For metastasis assay in vivo, luciferase-labeled cells (5 × 106) were injected into the tail vein or spleen of the mice to construct the lung metastasis model or the hepatic metastasis model, respectively. After implantation for 60 days, the lungs and livers were harvested for H&E staining. Then, the number and diameter of metastatic nodules were calculated in the tissue section. For luciferase imaging, we injected d-luciferin-potassium salt into the abdominal cavity of the mice. 7 min after the injection, mice were anesthetized and pictures were captured by an IVIS-100 system (Caliper Life Sciences, USA).

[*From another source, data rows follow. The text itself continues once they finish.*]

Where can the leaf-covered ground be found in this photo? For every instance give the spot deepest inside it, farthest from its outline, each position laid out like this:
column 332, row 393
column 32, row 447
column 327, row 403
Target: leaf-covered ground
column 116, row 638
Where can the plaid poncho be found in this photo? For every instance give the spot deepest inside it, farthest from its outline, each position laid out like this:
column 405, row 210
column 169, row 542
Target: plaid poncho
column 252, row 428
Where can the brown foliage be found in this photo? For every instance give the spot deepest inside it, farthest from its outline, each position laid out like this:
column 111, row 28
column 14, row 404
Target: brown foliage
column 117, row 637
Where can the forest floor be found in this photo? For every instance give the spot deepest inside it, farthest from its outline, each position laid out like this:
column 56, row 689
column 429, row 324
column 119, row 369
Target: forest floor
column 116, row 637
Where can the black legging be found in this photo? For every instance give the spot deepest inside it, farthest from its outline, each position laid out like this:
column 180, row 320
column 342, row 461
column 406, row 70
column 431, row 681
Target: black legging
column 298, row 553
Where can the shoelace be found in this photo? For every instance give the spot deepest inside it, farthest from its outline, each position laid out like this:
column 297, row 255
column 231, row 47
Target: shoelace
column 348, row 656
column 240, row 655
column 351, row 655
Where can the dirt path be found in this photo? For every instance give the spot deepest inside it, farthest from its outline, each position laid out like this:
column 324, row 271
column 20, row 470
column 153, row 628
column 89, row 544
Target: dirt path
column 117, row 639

All the animal experiments were performed on the basis of Animal Care Guidelines of Shanghai General Hospital, Shanghai Jiao Tong University. Nude mice were divided into control group and experimental groups randomly. Each group contains five mice.

Statistical analysis

All data were analyzed by SPSS 22.0 statistical software (SPSS, Chicago, IL, USA). The statistical significance between the clinicopathological features and protein expression levels was measured using the χ2 test. Survival curves were calculated with the Kaplan–Meier method and compared by the log-rank test. The Cox proportional hazard was applied to analyze the hazard risk and 95% confidence interval for DFS or OS. For all studies, p-value < 0.05 with a two-sided test indicates statistically significant.

Ethics approval

All procedures performed in studies involving human participants were in accordance with the ethical standards of the Ethics Committee of Shanghai General Hospital, and with the 1964 Helsinki declaration and its later amendments. All participants provided informed written consent.